The Pacific island nation of Samoa and parts of Kiribati were the first places in the world to welcome the new year on Monday. Auckland in New Zealand will be the world’s first major city to usher in 2018.
Samoa and parts of Kiribati are in the world’s farthest forward timezone, which is 14 hours ahead of UTC, putting them at the same time as Hawaii except the date is one day ahead. This means it was still Saturday in places such as American Samoa when it turned Monday in Samoa and Kiribati.
The exclusive group lost a member this year when Tonga discontinued daylight saving time after just one year. The island nation also observed daylight saving time from 1999 until 2002, a move that was sparked by its desire to be among the first to welcome the new millennium.
Kiritimati, which is also known as Christmas Island and which is part of the Republic of Kiribati, is perhaps the best known member of the group. Kiritimati, home to nearly 6,500 people, was once one of the last places to usher in the new year, but in 1995 the island skipped ahead 24 hours to use being first as a tourist draw.
For the sixth time, residents in Samoa were also among the first people in the world to welcome the new year. The island country changed its timezone at the end of December 2011 by moving to the west of the International Date Line, making it easier to do business with Australia and New Zealand in an effort to boost the economy.

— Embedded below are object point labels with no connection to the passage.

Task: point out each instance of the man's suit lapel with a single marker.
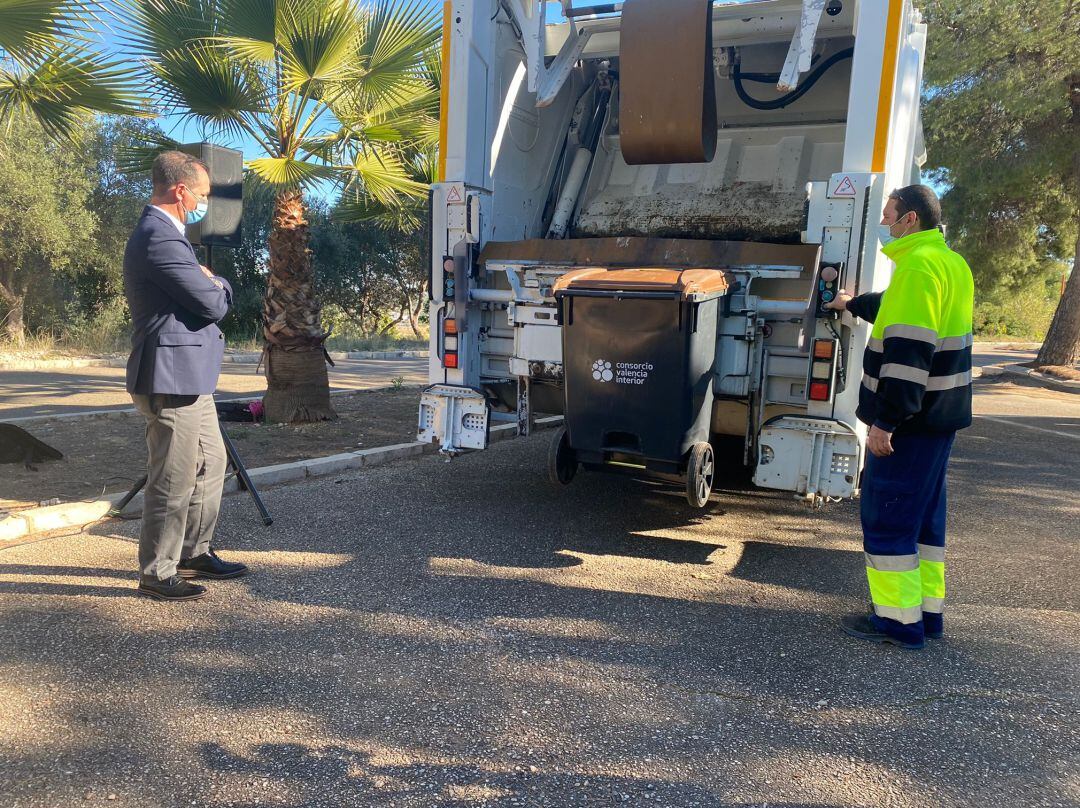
(151, 211)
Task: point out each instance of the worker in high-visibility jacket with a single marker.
(916, 393)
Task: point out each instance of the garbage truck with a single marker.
(643, 209)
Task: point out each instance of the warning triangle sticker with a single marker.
(846, 188)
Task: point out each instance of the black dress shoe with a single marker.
(171, 589)
(860, 625)
(208, 565)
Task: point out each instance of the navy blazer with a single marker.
(176, 345)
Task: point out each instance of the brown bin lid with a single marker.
(684, 282)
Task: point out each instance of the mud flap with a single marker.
(454, 417)
(813, 457)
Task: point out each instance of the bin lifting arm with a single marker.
(800, 52)
(529, 19)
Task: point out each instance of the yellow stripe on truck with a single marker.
(888, 84)
(444, 95)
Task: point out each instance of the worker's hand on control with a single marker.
(879, 442)
(839, 303)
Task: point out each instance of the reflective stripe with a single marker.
(933, 384)
(947, 344)
(912, 332)
(906, 616)
(444, 94)
(893, 371)
(948, 382)
(892, 563)
(933, 605)
(956, 344)
(931, 552)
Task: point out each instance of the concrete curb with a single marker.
(1041, 378)
(229, 359)
(124, 412)
(32, 521)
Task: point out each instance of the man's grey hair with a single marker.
(173, 167)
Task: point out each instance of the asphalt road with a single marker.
(463, 634)
(26, 393)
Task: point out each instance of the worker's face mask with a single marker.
(197, 215)
(885, 232)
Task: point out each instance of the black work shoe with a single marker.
(171, 589)
(208, 565)
(860, 625)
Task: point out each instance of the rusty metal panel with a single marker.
(638, 252)
(754, 188)
(667, 94)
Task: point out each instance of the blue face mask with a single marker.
(886, 237)
(192, 217)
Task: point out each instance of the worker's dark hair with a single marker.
(922, 200)
(172, 167)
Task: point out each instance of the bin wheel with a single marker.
(562, 461)
(700, 473)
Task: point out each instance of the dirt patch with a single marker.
(1069, 374)
(109, 455)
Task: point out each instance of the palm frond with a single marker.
(153, 27)
(137, 158)
(318, 46)
(253, 21)
(67, 86)
(383, 176)
(396, 36)
(202, 80)
(287, 172)
(29, 29)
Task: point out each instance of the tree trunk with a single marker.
(13, 324)
(1062, 345)
(297, 385)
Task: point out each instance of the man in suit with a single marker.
(172, 374)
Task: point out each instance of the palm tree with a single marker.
(333, 92)
(49, 69)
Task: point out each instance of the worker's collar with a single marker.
(909, 242)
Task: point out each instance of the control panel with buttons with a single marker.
(826, 287)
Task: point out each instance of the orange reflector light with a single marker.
(823, 348)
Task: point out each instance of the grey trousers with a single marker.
(185, 474)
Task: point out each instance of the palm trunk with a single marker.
(1062, 345)
(297, 385)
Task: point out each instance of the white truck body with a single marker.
(807, 179)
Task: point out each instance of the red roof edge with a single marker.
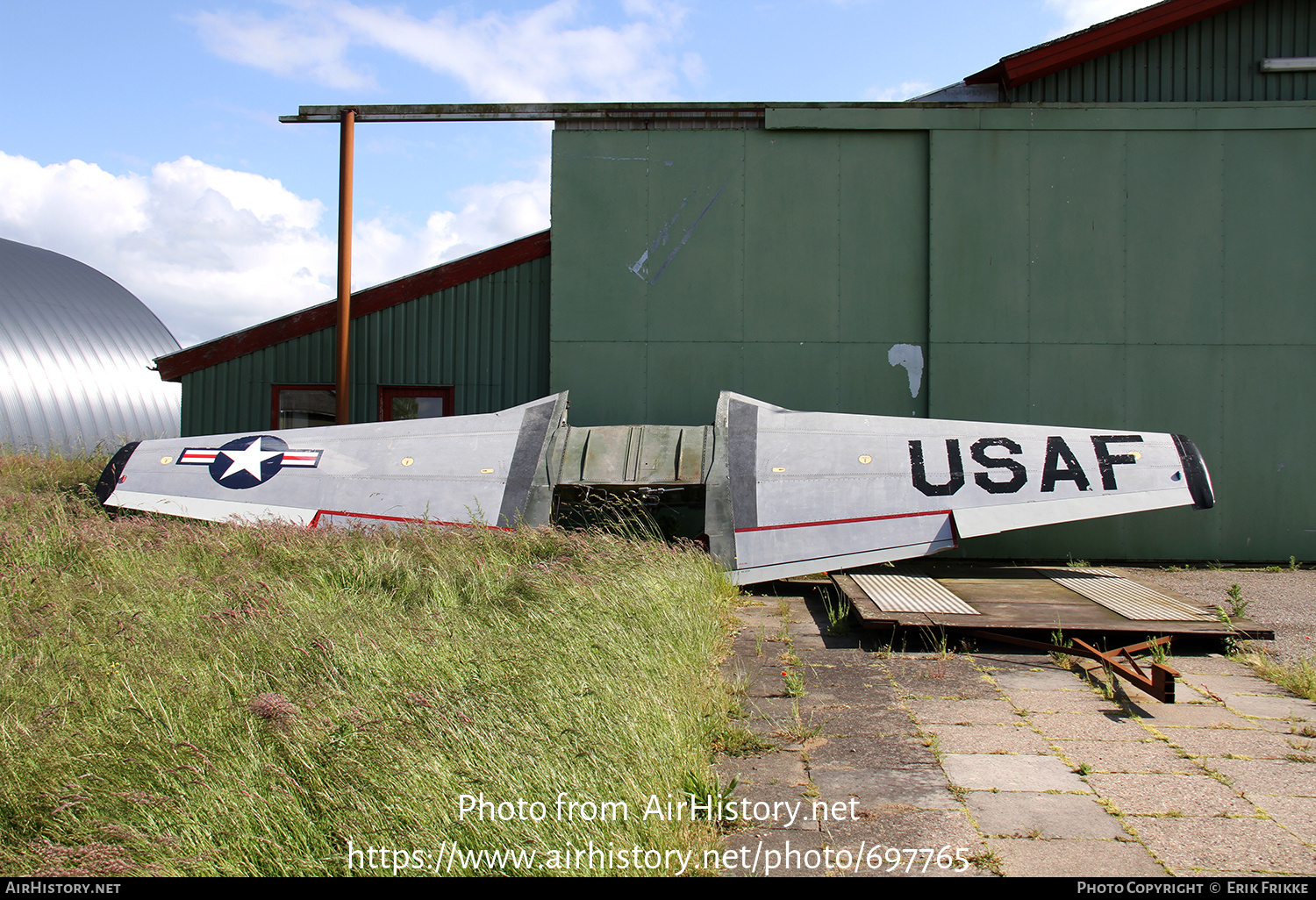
(390, 294)
(1098, 41)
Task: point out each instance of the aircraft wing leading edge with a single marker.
(454, 470)
(783, 492)
(812, 492)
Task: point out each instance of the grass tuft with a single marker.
(197, 699)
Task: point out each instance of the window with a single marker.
(403, 403)
(303, 405)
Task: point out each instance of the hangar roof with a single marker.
(390, 294)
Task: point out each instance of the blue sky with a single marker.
(142, 139)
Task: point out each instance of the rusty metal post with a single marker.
(342, 413)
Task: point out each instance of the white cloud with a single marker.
(305, 46)
(1076, 15)
(212, 250)
(903, 92)
(532, 57)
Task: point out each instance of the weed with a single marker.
(1232, 644)
(1058, 639)
(1237, 605)
(708, 794)
(989, 861)
(794, 684)
(837, 613)
(797, 731)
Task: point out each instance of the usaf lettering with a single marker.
(1005, 475)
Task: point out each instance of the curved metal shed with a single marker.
(75, 357)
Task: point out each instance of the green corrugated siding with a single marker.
(1215, 60)
(1126, 278)
(710, 310)
(487, 339)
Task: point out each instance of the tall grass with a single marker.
(187, 697)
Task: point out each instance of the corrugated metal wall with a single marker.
(1126, 268)
(487, 339)
(704, 261)
(1215, 60)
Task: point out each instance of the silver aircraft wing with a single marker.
(811, 492)
(454, 470)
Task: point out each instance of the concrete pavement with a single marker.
(1000, 763)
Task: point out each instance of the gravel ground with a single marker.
(1284, 600)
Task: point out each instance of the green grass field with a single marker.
(192, 699)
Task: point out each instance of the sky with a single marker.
(142, 139)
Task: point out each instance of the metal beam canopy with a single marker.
(526, 112)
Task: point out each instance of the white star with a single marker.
(249, 460)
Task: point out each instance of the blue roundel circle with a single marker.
(247, 461)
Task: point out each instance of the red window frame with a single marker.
(389, 391)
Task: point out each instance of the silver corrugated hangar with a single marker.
(75, 357)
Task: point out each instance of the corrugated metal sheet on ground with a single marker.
(1129, 599)
(911, 591)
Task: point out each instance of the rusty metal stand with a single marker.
(1158, 683)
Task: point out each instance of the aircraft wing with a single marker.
(453, 471)
(811, 492)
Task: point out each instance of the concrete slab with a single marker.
(986, 773)
(1202, 846)
(1076, 860)
(1273, 707)
(1100, 723)
(962, 712)
(921, 787)
(1037, 678)
(1169, 795)
(1269, 776)
(1255, 744)
(1149, 755)
(1021, 813)
(990, 739)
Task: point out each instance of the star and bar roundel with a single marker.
(249, 461)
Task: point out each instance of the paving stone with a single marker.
(987, 771)
(1062, 858)
(1271, 707)
(1048, 678)
(989, 739)
(876, 752)
(1168, 794)
(1149, 755)
(1023, 813)
(1100, 724)
(1257, 744)
(1197, 846)
(923, 787)
(1197, 715)
(1053, 702)
(1291, 813)
(962, 712)
(1277, 776)
(898, 826)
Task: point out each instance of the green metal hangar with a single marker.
(1113, 229)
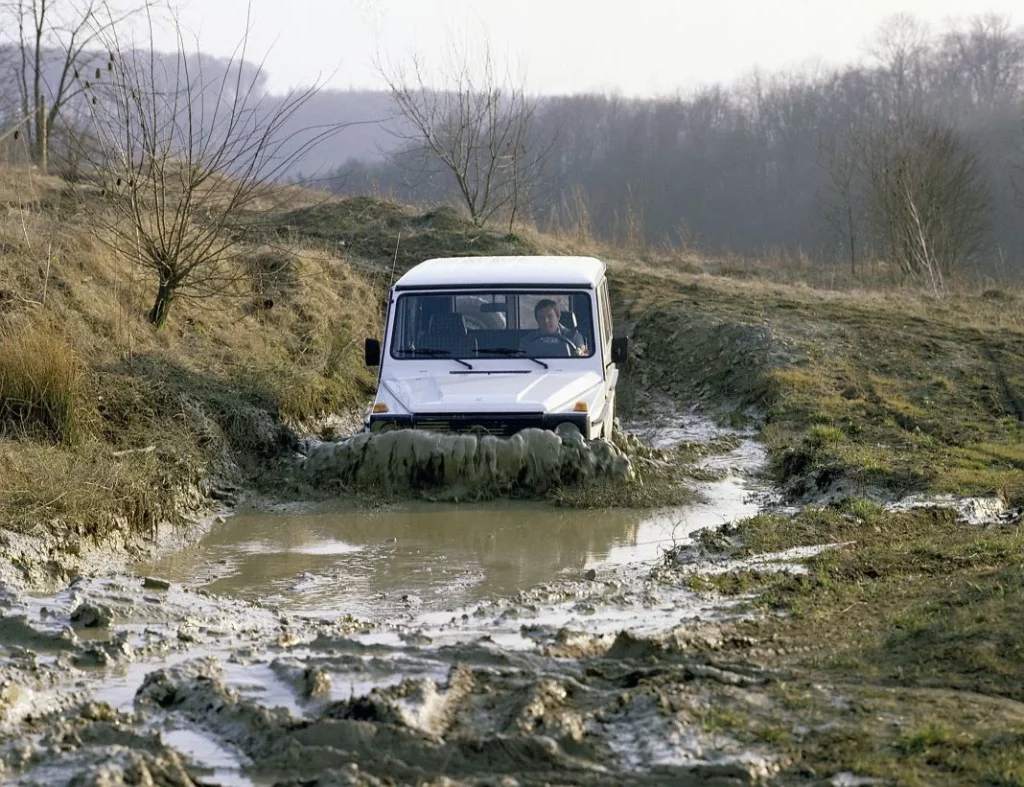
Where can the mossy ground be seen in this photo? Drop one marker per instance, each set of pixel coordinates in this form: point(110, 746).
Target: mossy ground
point(899, 653)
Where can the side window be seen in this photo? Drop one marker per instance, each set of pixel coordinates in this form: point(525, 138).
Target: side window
point(605, 308)
point(484, 311)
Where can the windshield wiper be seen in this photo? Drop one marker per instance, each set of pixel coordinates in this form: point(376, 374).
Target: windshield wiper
point(509, 352)
point(432, 352)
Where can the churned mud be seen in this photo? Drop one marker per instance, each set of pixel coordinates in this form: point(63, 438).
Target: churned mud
point(512, 643)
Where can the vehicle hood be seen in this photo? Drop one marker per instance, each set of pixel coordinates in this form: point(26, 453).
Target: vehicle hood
point(499, 392)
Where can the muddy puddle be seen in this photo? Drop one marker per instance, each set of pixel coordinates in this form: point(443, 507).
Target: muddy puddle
point(332, 560)
point(504, 643)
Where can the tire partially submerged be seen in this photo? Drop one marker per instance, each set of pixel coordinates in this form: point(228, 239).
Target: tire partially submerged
point(467, 466)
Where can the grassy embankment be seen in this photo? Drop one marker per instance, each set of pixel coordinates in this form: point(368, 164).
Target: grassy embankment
point(901, 652)
point(108, 426)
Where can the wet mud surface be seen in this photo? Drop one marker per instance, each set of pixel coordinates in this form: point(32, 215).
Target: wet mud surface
point(417, 644)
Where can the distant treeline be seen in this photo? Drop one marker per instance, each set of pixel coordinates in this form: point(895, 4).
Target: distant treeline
point(809, 162)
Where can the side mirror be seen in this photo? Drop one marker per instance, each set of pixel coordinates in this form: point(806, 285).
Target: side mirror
point(372, 351)
point(620, 349)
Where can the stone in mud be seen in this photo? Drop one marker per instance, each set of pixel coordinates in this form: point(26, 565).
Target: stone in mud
point(16, 630)
point(123, 767)
point(88, 615)
point(467, 466)
point(416, 703)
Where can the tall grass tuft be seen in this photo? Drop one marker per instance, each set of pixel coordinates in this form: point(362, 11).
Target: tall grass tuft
point(41, 382)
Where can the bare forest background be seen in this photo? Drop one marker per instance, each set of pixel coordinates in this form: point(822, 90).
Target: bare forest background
point(913, 156)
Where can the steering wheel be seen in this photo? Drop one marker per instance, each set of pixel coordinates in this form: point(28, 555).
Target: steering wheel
point(549, 339)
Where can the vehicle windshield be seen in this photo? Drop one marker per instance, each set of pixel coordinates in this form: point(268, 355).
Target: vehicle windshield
point(494, 324)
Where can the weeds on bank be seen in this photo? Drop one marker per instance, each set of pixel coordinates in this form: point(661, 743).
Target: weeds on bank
point(41, 384)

New Zealand’s Chatham Islands and its 600 residents entered the new year just 15 minutes after Samoa and Kiritimati, making it the second region on Earth to usher in the new year. And at 1100 GMT, Auckland will be the world’s first major city to mark 2018, along with places such as Fiji, Tonga and Antarctica.
It will be followed at 1300 GMT with new year’s celebrations in Australia, where a spectacular fireworks display will take place over the famous Harbour Bridge and Opera House in Sydney. Major events are also planned for Seoul, Hong Kong, Dubai, Moscow, Berlin, London, Rio de Janeiro, and New York City.